Here is my test code :

import matplotlib
matplotlib.use('TkAgg')
import matplotlib.pyplot as plt

print('Plotting Data...')

plt.ion()
plt.figure(1)
plt.plot([1, 5, 10, 20], [1, 5, 10, 20])
plt.xlabel('x label')
plt.ylabel('y label')
plt.show()
plt.pause(0.0001)

input('Plotting Data done..., Press a key to continue')

plt.figure(1)
plt.plot([1, 5, 10, 20], [2, 10, 20, 40])
plt.show()
plt.pause(0.0001)

input('Program paused. Press enter to end.\n')

This is the closest version of what I want, the plots are correct but not responsive when I mouse over them (plt.pause(0.0001) generates a warning but code works).

I played a lot with parameters (plt.ion() ; plt.pause() ; plt.show(block=False)). Most of the time, this led to empty plot windows or I needed to close the window to continue the execution.

Thanks for your help !

1
pythonmatplotlibpycharm
You cannot work in two different event loops at once. Why can't you just plot everything the normal way and use the closure of the window as the trigger for continuation of the program? - ImportanceOfBeingErnest
The normal way ? If I use the closure of the windows as the trigger to continue, even when I recall figure(1), I can't find a way to plot a second element on top of the 1st one (without redo a plt.plot with the first dataset). But sometimes I just want to do multiple plots and let them all open until the end of the execution.

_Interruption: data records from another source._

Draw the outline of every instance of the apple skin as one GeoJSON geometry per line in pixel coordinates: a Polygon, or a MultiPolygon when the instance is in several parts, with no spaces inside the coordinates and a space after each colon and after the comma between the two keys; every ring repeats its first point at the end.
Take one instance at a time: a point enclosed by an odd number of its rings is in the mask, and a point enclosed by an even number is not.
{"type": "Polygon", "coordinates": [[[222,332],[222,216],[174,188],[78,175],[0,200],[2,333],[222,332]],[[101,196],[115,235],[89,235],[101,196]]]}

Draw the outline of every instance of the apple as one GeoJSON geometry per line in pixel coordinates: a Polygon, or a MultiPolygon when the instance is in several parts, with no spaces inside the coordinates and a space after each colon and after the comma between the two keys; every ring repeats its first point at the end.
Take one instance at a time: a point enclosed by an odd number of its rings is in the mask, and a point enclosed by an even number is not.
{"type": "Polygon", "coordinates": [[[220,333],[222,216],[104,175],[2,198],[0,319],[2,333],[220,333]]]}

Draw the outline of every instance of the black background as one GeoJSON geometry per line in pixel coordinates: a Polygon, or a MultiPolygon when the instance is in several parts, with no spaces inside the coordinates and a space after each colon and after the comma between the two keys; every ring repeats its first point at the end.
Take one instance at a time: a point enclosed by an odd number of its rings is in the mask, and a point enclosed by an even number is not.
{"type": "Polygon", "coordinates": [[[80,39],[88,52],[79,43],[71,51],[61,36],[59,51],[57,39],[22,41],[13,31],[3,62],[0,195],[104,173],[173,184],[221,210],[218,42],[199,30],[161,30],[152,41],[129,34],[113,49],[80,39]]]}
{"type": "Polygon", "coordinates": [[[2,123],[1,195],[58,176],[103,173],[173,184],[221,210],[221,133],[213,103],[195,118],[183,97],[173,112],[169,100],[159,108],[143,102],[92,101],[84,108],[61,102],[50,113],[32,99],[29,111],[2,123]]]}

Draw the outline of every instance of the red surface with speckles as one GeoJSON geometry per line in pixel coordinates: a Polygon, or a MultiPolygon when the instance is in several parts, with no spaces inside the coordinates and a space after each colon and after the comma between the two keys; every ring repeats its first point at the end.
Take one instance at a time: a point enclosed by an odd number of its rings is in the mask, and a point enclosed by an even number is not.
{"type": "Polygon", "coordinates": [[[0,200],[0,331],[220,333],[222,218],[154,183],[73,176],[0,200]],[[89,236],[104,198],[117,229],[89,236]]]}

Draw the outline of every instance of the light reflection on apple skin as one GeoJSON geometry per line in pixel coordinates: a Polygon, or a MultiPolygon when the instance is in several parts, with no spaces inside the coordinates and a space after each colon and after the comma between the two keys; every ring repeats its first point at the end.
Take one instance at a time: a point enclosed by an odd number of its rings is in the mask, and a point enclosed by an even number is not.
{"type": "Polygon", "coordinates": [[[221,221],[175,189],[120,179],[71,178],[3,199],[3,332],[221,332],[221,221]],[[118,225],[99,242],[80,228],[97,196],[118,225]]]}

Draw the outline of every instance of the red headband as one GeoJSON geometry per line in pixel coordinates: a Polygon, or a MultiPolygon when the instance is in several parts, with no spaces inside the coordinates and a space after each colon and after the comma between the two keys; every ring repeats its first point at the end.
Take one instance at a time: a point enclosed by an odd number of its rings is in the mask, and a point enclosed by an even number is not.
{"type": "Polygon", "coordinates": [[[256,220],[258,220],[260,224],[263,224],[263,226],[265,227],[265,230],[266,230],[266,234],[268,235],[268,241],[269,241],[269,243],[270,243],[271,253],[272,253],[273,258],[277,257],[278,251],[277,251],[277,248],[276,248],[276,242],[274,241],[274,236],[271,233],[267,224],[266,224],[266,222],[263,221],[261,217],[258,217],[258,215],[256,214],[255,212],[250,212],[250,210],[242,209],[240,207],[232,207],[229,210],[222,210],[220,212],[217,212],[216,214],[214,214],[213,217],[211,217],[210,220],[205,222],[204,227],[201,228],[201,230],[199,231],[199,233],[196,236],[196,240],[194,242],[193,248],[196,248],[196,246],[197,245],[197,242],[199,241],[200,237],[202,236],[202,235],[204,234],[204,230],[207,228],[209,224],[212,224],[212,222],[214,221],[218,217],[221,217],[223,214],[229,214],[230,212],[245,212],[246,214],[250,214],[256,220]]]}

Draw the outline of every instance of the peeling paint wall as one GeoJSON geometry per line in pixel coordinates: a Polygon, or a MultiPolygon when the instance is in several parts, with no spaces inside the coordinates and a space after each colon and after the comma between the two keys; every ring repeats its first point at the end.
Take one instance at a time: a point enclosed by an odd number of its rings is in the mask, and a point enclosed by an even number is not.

Thanks! - Capy
@ImportanceOfBeingErnest This post is looking at the same issue Similar question and it basically uses the same workaround with a pause (figures are plotted correctly but unresponsive) - Capy
So does the accepted answer from the linked question work for you? In my case it does the same as here: the input blocks the window event loop, which thereby becomes unresponsive. - ImportanceOfBeingErnest
@ImportanceOfBeingErnest You are right, I have the behavior, plots are correct but in an unresponsive windows. I think trying to mimic what Matlab does is not the right approach. So I can either do it in non-interactive mode and wait for all the data before plotting everything in one figure (then close it) or save figures in files if I want to review all of them at the end of the execution. Thanks a lot for your help! - Capy

1 Answers

0
votes

Once plt.show() is called the main loop is taken over by the Window. Therefore, as soon as input get's called, the main loop becomes unresponsive.

You could try to stay in the GUI loop and handle the key press there.

import matplotlib
matplotlib.use('TkAgg')
import matplotlib.pyplot as plt

print('Plotting Data...')

fig, ax = plt.subplots()
ax.set_xlabel('x label')
ax.set_ylabel('y label')
i=[0]

def f1():
    ax.plot([1, 5, 10, 20], [1, 5, 10, 20])

def f2():
    ax.plot([1, 5, 10, 20], [2, 10, 20, 40])

def f3():
    ax.plot([1, 5, 10, 20], [5, 9, 17, 28])


def update(event=None):
    if i[0]==0: f1()
    if i[0]==1: f2()
    if i[0]==2: f3()
    fig.canvas.draw_idle()
    i[0]+=1
    print('Step {} done..., Press a key to continue'.format(i[0]))

fig.canvas.mpl_connect("key_press_event", update)    

update()
plt.show()